As you head back to your starting point, the Solent will once again come into view. And often under sunshine, as the Isle of Wight is one of the sunniest places in England, enjoying an average 37 hours of weekly sun compared to 29 on the mainland. That and the rich soil is why everything, from garlic to grapes and hops, grows so well. You can enjoy all three with a visit to the Garlic Farm, Adgestone Vineyard, and some home-brewed beer at Ventnor's Botanical Gardens. Or you can finish your ride at Cowes and enjoy the fantastic wealth of fresh produce used by the finest chefs at eateries like Mojac's and Number 3.

Credit: Wight Prestige - James Cripps

Growing gravel popularity

It’s not all about the road, of course – the Isle of Wight has become a haven for gravel riding with an array of routes for all abilities. Take a 43-mile ride from Ryde on the east of the Island where your initial bridleway blast passes Quarr Abbey, constructed of Flemish brick and one of the most important 20th century religious buildings in the UK. The monks who lived and worked here were, like Belgium's more famous Trappists, known for brewing their own beer. Nowadays, it’s more about growing produce to supply the on-site teashop.

After a swift loop around Wootton Creek, you head inland to the hills. Be prepared here as once you've descended to Havenstreet, you head off-road up onto Arreton Downs along a wide chalk path. It's a challenge but worth the effort, not only for the views, but also the exhilarating descent that follows.
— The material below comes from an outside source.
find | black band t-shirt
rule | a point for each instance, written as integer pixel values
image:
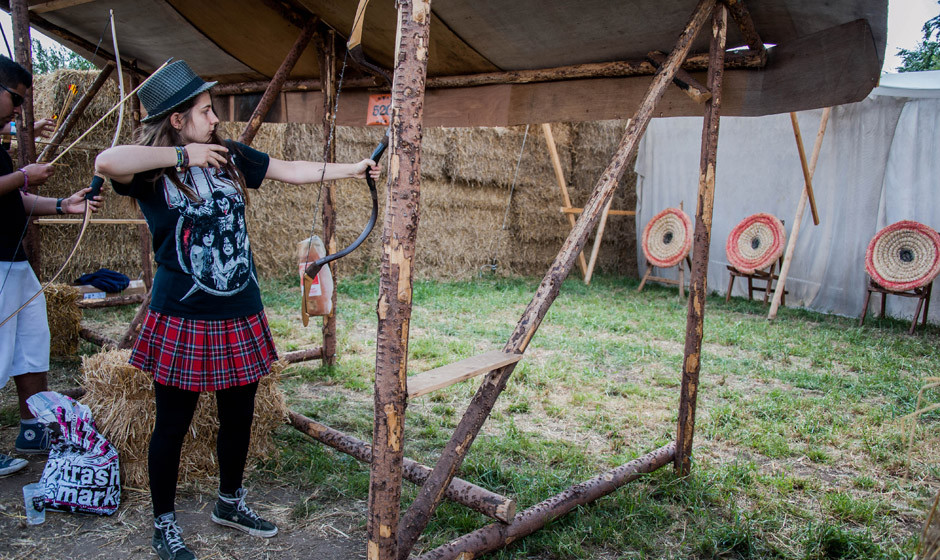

Continue forth over a mix of off-road, cycle paths and country lanes before a sandy track returns you to Arreton Valley where you rejoin the cycle track and head east. This is the perfect time to refresh and refuel at Pedaller's Café, situated on the cycle path at Langbridge.

After around 700m of climbing, taking in the beautiful surroundings of Brading Down and St Helens, it's a short climb to Nettlestone and then a relaxed effort along the seafront back to your starting point at Ryde.

It's just one of many gravel rides all over the Island, offering breathtaking views and variety depending on your fitness level. And like the road routes, any kind of bike is welcome, from entry-level gravel bikes to top-end e-bikes.

Ultimately, whatever you're riding, and whether you're staying for a day or a month, the Isle of Wight offers road and gravel riding that's unparalleled anywhere in the UK. And because of its southerly location, you'll enjoy longer daylight hours for riding into autumn and winter. It's time to brighten up the next few months with a cycling holiday in the Isle of Wight.